DSB Group
Evan Peters / Hao Lu / Yang Sun
URL: ## Business Problem Victory Farms raises fish. Optimizing egg yields is of utmost importance. It is likely that pond water quality plays a role in egg yields, but the exact relationship is unknown. We intend to learn more about that potential relationship.
There are two data sets, one that tracks egg yield, and one that tracks pond water quality.
Clean data to factors, dates, and anything else. (showing a small snippet of trying to normalize the dates from character)
sapply(pond,class)
## Timestamp Date Pond
## "character" "character" "character"
## Temperature..7am. Dissolved.Oxygen..7am. Temperature..3pm.
## "numeric" "numeric" "numeric"
## Dissolved.Oxygen..3pm. Ammonia..mg.L Nitrite..mg.L
## "character" "numeric" "numeric"
## Nitrate..mg.L Phosphate..mg.L pH..AM.
## "numeric" "numeric" "numeric"
## Total.Alkalinity..mg.L Visibility..cm.
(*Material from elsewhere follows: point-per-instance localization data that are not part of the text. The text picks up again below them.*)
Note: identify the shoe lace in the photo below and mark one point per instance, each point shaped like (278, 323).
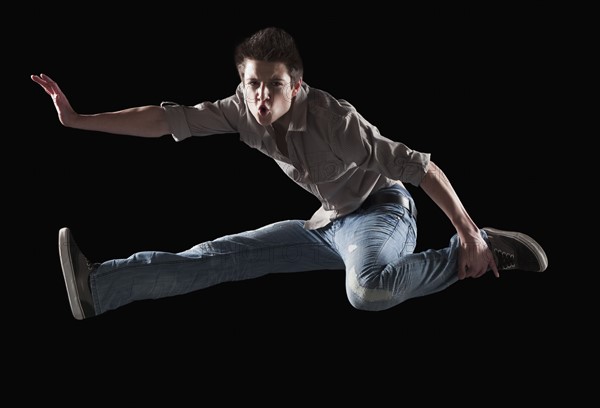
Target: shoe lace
(506, 260)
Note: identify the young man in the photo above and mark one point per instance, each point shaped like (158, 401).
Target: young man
(366, 224)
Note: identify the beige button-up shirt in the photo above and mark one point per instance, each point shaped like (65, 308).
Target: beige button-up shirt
(333, 152)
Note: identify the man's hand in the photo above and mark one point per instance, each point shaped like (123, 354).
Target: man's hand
(66, 114)
(475, 259)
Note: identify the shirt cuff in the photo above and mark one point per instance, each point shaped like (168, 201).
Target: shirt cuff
(177, 120)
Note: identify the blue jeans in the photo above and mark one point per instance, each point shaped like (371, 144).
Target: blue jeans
(373, 245)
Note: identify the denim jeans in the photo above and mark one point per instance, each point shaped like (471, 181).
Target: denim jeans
(373, 245)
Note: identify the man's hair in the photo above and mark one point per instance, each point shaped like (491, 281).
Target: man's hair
(270, 44)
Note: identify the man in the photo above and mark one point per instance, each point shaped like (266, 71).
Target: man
(366, 223)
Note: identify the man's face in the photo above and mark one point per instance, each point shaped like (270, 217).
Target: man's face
(268, 90)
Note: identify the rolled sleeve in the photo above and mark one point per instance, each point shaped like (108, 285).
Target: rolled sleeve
(176, 118)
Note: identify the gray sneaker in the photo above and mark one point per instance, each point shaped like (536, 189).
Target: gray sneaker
(515, 250)
(76, 270)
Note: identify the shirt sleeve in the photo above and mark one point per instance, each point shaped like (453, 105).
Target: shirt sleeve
(203, 119)
(358, 141)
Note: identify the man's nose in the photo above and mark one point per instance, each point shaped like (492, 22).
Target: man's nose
(263, 92)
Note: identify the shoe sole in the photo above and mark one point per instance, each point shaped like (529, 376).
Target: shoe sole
(66, 264)
(529, 242)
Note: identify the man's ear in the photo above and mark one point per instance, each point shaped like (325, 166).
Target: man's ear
(296, 88)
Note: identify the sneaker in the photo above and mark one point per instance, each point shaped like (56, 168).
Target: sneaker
(515, 250)
(76, 270)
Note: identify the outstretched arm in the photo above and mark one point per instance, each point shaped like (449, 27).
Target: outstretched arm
(475, 258)
(144, 121)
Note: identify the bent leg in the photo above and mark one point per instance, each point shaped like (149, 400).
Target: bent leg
(280, 247)
(381, 269)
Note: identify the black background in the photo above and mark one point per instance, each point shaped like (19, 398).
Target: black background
(470, 86)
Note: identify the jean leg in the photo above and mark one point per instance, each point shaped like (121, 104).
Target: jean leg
(381, 269)
(280, 247)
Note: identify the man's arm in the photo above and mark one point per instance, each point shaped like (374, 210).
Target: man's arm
(144, 121)
(475, 258)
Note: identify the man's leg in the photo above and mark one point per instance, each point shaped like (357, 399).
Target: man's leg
(280, 247)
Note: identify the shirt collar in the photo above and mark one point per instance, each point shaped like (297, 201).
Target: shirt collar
(300, 111)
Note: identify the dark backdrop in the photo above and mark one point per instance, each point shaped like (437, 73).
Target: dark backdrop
(468, 86)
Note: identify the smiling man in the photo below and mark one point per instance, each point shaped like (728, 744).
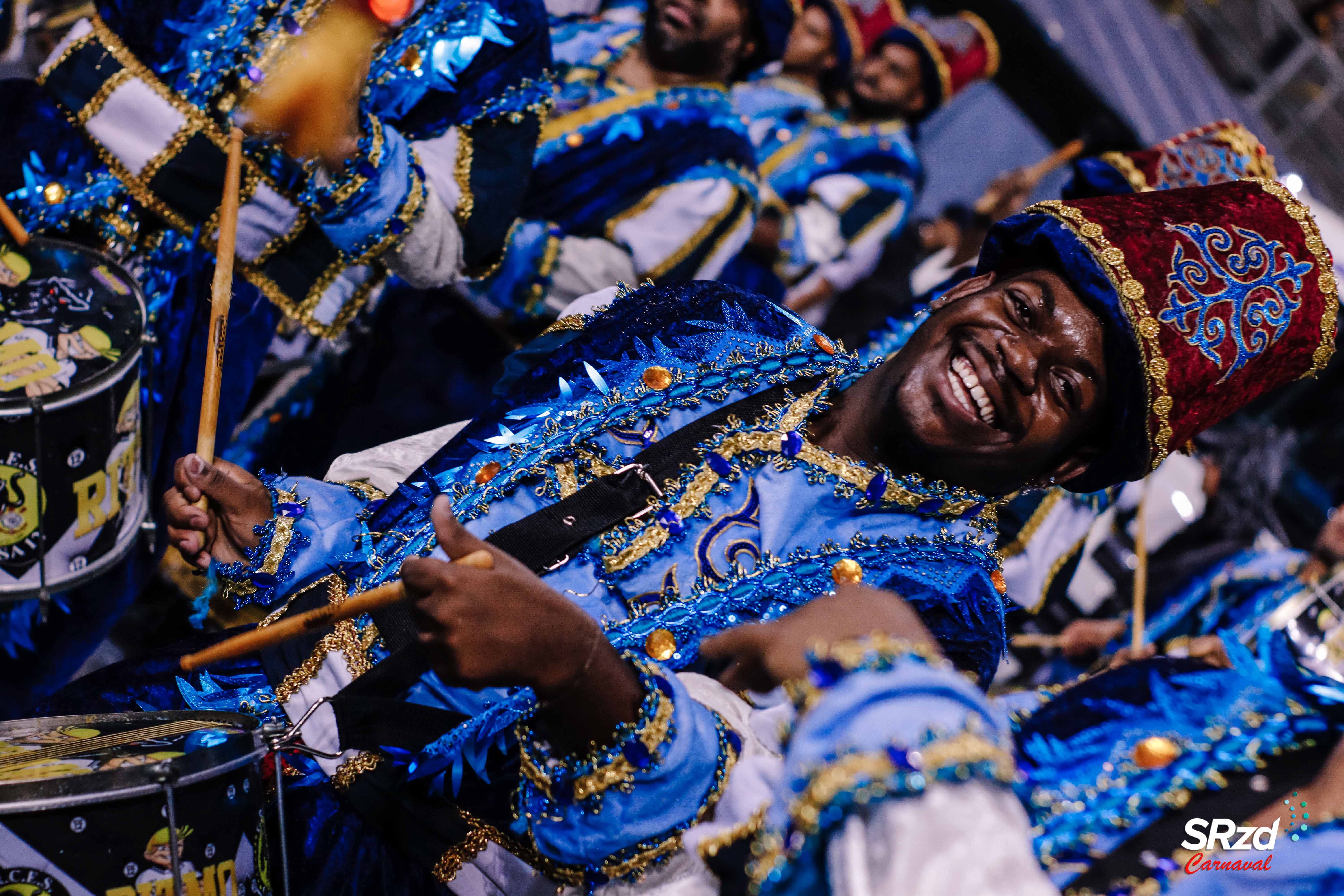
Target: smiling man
(691, 459)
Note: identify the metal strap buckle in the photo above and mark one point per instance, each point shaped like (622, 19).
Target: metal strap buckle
(648, 479)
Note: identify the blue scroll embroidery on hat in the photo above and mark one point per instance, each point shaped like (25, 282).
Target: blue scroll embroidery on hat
(1253, 284)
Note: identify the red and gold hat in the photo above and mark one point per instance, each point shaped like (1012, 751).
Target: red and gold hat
(1210, 296)
(954, 53)
(1216, 154)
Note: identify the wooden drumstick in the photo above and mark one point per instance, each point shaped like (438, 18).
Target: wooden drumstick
(1033, 175)
(221, 295)
(13, 224)
(319, 618)
(1138, 620)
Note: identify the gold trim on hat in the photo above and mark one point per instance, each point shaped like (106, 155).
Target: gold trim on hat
(1325, 268)
(935, 52)
(991, 42)
(1126, 166)
(1131, 292)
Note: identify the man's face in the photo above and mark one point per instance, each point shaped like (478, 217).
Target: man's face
(704, 38)
(999, 388)
(890, 81)
(810, 43)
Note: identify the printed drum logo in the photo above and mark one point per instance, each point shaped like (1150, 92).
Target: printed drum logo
(30, 882)
(1232, 303)
(18, 506)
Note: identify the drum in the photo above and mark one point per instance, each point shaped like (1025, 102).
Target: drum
(96, 805)
(72, 480)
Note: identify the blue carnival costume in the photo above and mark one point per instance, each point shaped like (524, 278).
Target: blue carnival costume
(122, 144)
(759, 522)
(628, 185)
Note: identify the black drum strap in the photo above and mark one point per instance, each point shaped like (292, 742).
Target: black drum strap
(549, 536)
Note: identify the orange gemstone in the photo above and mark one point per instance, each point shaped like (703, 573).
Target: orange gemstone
(661, 644)
(658, 378)
(1157, 753)
(847, 571)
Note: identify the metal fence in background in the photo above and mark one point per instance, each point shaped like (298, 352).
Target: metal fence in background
(1272, 57)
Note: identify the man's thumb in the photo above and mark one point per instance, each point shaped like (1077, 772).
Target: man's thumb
(452, 535)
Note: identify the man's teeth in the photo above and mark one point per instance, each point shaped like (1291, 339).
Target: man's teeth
(966, 382)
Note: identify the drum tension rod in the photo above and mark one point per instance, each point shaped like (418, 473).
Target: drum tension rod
(167, 776)
(280, 738)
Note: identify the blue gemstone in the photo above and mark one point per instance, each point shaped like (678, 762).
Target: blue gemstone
(826, 674)
(974, 511)
(671, 522)
(638, 754)
(720, 464)
(877, 488)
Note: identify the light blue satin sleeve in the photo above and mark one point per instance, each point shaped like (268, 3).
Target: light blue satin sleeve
(315, 526)
(631, 823)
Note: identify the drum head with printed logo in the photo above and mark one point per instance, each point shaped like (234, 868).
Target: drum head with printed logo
(84, 808)
(69, 318)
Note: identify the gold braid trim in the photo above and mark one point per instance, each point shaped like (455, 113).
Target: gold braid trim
(1061, 562)
(1325, 268)
(620, 770)
(280, 539)
(452, 862)
(354, 768)
(1131, 293)
(1034, 522)
(346, 637)
(769, 443)
(1126, 166)
(463, 175)
(710, 847)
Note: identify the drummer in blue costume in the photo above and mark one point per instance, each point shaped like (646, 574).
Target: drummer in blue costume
(846, 181)
(1105, 764)
(761, 510)
(644, 171)
(120, 144)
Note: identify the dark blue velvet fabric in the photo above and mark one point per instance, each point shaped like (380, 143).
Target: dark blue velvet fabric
(1041, 241)
(1095, 178)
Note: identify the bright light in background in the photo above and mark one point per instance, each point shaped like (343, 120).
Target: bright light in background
(1182, 503)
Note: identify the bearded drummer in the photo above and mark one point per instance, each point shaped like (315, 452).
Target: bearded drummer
(794, 468)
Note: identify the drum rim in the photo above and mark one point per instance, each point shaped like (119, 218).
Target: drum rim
(136, 781)
(22, 405)
(112, 558)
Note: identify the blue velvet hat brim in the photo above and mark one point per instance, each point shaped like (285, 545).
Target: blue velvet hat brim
(1041, 241)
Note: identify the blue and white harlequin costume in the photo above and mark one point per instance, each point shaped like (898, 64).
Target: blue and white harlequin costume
(628, 185)
(122, 146)
(752, 528)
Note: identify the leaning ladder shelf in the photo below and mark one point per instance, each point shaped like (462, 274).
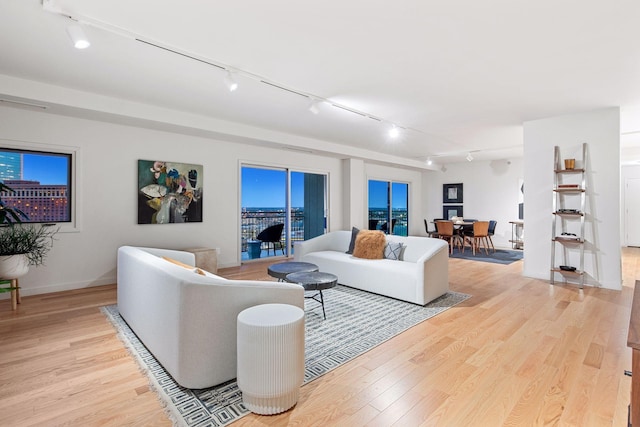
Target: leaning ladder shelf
(562, 215)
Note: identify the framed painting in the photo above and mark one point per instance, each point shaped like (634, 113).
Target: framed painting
(450, 211)
(169, 192)
(451, 193)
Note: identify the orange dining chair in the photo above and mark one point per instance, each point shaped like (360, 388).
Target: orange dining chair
(445, 232)
(479, 236)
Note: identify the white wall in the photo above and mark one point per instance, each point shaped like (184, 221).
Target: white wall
(601, 130)
(490, 192)
(109, 200)
(628, 172)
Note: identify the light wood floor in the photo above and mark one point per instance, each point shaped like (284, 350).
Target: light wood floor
(520, 352)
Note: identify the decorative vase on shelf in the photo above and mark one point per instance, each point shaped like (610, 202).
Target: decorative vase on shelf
(13, 266)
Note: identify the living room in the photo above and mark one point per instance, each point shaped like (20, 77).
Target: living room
(109, 132)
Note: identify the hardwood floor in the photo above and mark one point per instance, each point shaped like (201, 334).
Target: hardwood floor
(519, 352)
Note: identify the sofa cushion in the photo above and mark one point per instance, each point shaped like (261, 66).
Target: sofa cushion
(393, 251)
(370, 244)
(352, 244)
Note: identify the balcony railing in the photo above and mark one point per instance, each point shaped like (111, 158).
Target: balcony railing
(254, 220)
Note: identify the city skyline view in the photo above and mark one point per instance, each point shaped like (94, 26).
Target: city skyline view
(40, 183)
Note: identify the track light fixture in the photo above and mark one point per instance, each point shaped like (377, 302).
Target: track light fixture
(79, 38)
(313, 106)
(230, 81)
(80, 41)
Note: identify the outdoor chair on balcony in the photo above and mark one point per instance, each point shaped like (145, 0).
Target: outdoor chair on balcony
(272, 235)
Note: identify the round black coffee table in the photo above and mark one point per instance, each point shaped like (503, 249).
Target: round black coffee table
(314, 281)
(280, 270)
Un.ionised.Ammonia
## "numeric" "numeric" "integer"
## pH..PM.
## "numeric"
cols <- c("Pond")
pond[cols] <- lapply(pond[cols],as.factor)
# change columns for pond TO DATE
# current text fails, so use the Timestamp column, split and then convert to date
# seems weird, but i tried it several times and this is the only thing that works
pond <- pond %>%
extract(col="Timestamp", into = c("NewDate","Hours"), regex="^(\\S+)\\s+(.*)")
pond$NewDate <- as.Date(pond$NewDate,"%m/%d/%Y")
pond$Dissolved.Oxygen..3pm.[6779] <- 14.48
pond$Dissolved.Oxygen..3pm.[9920] <- 11.31
cols <- c("Dissolved.Oxygen..3pm.")
pond[cols] <- lapply(pond[cols],as.numeric)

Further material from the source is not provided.